Phil Fulmer was a great coach and once a great recruiter, but the league has changed.  Urban Meyer, Lez Miles, Nick Saban, Bobby Patrino, Steve Spurrier and etc... all in one league!?  Fulmer is out-dated and needs to be replaced with someone who can compete against these great coaches who can "do it all." 




Since: Nov 6, 2006
Posted on: November 4, 2008 10:14 am
 

The end of the Phil Fulmer era

College football is now beyond the level of insanity. The true spirit of the game is no more. The expectations are simply ridiculous and NCAA college football is officially NFL Minor League. Too bad that Fulmer - who deserves it much like Lloyd Carr did last year - didn't get the chance of walking out on his own terms. Happy days for impatient and unreasonable fans, sad day for college football.




Since: Nov 14, 2006
Posted on: November 4, 2008 8:23 am
 

The end of the Phil Fulmer era

This is actually a good article from Dodd.  College fottball, much like the NFL, is a "what have you done for me lately" league and nobody has done more for Tennessee football in recent memory than Fulmer.  I also agree with Dodd that things simply got stale.  That does happen.  I'm not a UT or Fulmer fan, but they were always the team in the SEC that I loved to hate.  You can't get that status if your no good.  Anyway, Phil can look back on his UT career and say he had a good one...



Since: Nov 17, 2007
Posted on: November 4, 2008 5:36 am
 

The end of the Phil Fulmer era

Okay, I would rather lose every game than have Teabag as a QB! He is the biggest FAGG!! Let him go molest some more Philippino boys!

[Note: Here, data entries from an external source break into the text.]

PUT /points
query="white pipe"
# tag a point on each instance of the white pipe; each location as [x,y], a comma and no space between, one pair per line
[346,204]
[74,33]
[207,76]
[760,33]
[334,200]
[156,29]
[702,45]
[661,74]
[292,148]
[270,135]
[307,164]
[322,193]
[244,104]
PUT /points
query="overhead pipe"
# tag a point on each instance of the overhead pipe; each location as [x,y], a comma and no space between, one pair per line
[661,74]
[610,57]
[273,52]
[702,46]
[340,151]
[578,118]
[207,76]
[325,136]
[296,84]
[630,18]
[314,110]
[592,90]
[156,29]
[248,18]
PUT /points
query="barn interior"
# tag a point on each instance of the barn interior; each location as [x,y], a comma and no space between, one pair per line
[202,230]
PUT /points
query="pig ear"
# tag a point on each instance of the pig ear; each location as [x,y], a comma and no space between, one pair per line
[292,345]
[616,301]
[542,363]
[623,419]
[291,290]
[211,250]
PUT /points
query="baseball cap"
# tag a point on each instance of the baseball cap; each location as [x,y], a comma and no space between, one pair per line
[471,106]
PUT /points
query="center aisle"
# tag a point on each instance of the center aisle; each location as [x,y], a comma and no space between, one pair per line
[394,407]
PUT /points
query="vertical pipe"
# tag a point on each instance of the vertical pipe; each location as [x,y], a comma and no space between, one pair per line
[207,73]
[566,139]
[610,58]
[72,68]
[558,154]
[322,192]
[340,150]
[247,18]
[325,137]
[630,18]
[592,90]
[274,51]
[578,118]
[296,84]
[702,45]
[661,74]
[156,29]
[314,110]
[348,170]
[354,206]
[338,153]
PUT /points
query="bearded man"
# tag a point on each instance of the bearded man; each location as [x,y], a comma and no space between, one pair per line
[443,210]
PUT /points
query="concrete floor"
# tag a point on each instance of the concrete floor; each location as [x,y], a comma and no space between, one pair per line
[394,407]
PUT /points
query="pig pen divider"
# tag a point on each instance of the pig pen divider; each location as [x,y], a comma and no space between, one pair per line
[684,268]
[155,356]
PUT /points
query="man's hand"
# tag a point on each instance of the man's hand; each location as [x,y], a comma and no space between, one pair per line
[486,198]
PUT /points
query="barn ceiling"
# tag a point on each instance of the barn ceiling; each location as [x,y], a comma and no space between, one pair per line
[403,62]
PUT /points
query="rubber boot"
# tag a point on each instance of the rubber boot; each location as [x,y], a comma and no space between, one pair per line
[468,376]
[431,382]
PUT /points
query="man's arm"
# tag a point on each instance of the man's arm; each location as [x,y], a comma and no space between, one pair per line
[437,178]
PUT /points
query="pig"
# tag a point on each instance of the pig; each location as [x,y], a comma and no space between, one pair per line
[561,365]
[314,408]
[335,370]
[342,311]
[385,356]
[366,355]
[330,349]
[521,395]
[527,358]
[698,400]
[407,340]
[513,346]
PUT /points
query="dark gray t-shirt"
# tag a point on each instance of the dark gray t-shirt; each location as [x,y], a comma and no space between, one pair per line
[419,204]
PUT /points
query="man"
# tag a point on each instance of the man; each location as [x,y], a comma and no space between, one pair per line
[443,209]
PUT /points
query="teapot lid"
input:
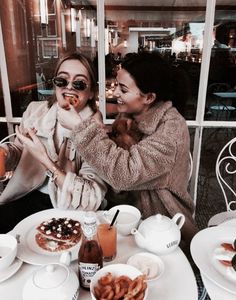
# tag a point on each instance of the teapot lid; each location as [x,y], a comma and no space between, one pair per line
[160,222]
[50,276]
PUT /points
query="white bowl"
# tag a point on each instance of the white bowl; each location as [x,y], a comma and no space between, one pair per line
[149,264]
[116,270]
[8,249]
[128,218]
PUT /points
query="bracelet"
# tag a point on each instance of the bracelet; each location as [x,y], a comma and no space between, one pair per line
[52,174]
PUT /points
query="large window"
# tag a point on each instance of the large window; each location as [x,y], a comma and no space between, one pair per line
[198,37]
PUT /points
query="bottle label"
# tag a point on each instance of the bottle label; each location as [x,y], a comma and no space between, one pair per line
[90,230]
[87,271]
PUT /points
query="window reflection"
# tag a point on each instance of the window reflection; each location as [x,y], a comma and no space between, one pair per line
[172,30]
[37,38]
[221,91]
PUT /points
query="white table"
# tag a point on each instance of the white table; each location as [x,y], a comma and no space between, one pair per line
[215,292]
[177,282]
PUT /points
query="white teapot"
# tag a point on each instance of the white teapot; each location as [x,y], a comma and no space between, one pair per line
[159,234]
[53,281]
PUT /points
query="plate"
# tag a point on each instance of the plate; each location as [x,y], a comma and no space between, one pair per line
[28,249]
[11,270]
[202,248]
[231,222]
[149,264]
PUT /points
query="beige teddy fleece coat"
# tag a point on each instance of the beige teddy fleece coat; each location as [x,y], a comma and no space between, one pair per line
[155,170]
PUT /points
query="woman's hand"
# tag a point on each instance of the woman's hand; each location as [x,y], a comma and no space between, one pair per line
[68,118]
[34,145]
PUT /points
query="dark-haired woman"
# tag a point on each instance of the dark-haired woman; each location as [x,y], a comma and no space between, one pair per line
[156,169]
[43,147]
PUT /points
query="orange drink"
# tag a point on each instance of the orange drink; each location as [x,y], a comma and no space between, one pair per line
[108,240]
[2,162]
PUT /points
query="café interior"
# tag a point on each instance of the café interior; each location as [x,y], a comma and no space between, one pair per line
[197,36]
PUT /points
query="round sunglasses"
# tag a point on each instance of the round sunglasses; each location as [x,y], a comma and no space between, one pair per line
[79,85]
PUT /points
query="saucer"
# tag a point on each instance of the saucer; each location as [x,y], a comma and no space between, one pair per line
[11,270]
[149,264]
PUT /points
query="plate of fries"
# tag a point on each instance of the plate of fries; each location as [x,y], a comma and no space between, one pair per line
[119,281]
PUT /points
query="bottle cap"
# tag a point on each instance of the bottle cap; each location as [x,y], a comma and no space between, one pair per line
[90,224]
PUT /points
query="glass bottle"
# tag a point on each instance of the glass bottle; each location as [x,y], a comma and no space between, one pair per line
[90,256]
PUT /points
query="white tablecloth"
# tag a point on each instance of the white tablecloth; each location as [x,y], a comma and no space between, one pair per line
[215,292]
[177,283]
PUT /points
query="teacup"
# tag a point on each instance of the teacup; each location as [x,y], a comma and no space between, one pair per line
[8,250]
[128,218]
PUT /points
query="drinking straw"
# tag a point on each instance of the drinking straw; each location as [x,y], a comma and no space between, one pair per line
[114,218]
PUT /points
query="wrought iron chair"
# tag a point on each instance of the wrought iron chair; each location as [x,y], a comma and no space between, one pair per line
[226,165]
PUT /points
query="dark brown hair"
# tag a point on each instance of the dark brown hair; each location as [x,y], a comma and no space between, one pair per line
[88,64]
[153,74]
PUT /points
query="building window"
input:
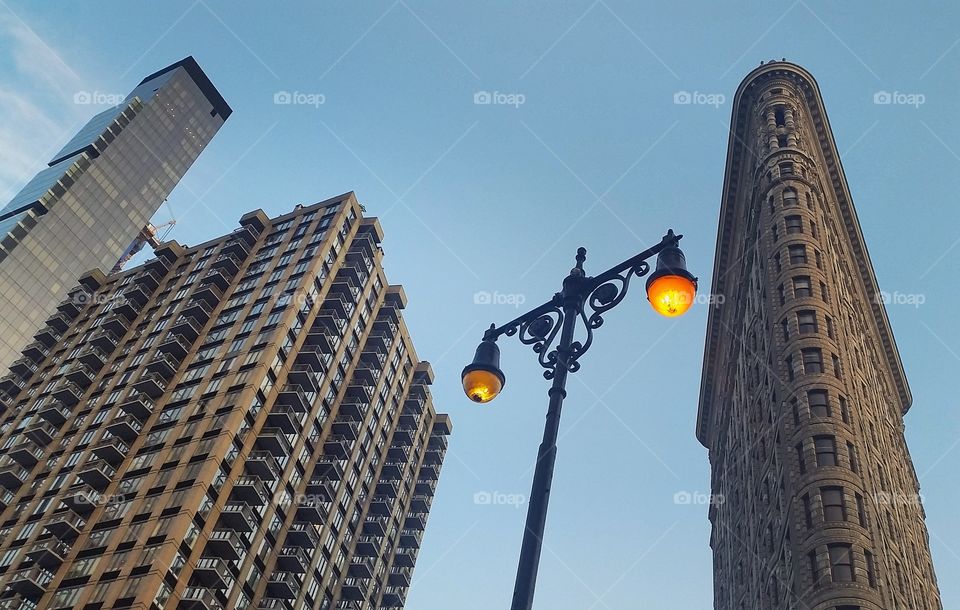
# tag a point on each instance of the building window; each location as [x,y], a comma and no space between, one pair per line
[819,403]
[826,449]
[812,360]
[834,508]
[841,562]
[798,254]
[794,225]
[807,322]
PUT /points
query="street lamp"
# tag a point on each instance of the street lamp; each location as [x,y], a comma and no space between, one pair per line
[670,289]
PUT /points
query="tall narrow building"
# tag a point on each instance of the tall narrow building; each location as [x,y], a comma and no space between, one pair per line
[84,209]
[243,424]
[803,393]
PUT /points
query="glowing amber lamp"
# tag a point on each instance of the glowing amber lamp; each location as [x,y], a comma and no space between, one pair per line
[671,295]
[482,378]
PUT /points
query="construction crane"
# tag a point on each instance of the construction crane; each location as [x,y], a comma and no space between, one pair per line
[148,235]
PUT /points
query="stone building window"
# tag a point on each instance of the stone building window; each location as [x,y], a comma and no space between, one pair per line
[807,321]
[834,508]
[826,449]
[812,360]
[841,562]
[819,404]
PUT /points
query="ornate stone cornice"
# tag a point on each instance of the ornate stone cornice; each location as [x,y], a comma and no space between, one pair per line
[737,186]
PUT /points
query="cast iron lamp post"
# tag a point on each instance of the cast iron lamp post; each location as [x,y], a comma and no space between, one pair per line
[670,290]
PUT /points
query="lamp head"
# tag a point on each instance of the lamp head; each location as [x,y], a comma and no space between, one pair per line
[482,378]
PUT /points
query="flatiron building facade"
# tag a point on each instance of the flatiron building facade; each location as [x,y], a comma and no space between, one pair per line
[803,393]
[242,424]
[83,210]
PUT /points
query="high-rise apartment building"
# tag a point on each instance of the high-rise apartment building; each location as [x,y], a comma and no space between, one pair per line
[243,424]
[803,393]
[84,209]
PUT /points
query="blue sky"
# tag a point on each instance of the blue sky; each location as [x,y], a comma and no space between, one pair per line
[585,146]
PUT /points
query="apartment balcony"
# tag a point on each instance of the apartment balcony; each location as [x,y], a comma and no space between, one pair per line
[328,469]
[31,582]
[294,397]
[399,578]
[24,367]
[82,499]
[239,517]
[116,324]
[48,336]
[71,306]
[176,346]
[387,490]
[151,384]
[381,506]
[414,522]
[65,525]
[283,585]
[304,376]
[228,263]
[59,321]
[251,490]
[93,357]
[303,535]
[209,293]
[11,383]
[354,408]
[225,544]
[404,560]
[212,572]
[376,526]
[112,450]
[237,247]
[337,446]
[55,414]
[309,511]
[68,393]
[420,504]
[199,598]
[149,279]
[25,452]
[217,278]
[127,427]
[199,310]
[97,473]
[285,419]
[293,559]
[164,365]
[320,489]
[403,437]
[139,406]
[429,473]
[392,471]
[36,351]
[274,441]
[188,327]
[263,465]
[367,547]
[49,553]
[105,339]
[81,375]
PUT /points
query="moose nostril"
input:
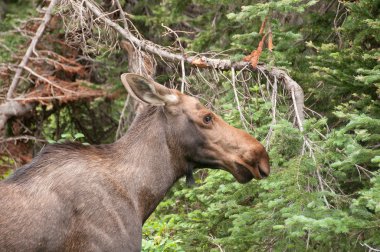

You guys are a joke and Meyer, what an idiot! We care more about stuff than just winning! We have values and respect. Ohhh you don't know about those. No shock, you are scum bags. God forbid a Gator actually got a degree!!!!! I know it is rare much like the white gator!



Since: Nov 17, 2007
Posted on: November 4, 2008 5:25 am
 

The end of the Phil Fulmer era

Preach brother! I am with you drinking the cool aid!!! GO VOLS!!



Since: Nov 17, 2007
Posted on: November 4, 2008 5:21 am
 

The end of the Phil Fulmer era

You must be the dumbmest piece of shit to ever come out of someone's ass! He also coached Westbrook! Hmmmm terd boy maybe there is a common denomanator! Besides your obvious ignorance!



Since: Nov 17, 2007
Posted on: November 4, 2008 4:42 am
 

The end of the Phil Fulmer era

Shut up Jackass! Yeah and Spurrier can't win anything anymore just ask the Redskins!



Since: Apr 1, 2008
Posted on: November 4, 2008 3:27 am
 

Fulmer = Good guy

"Fulmer was one of the good guys."

Love it. Great to see you still have that doddball sense of humor in you, DD.
As always, you're welcome to perform at my events anytime, my friend.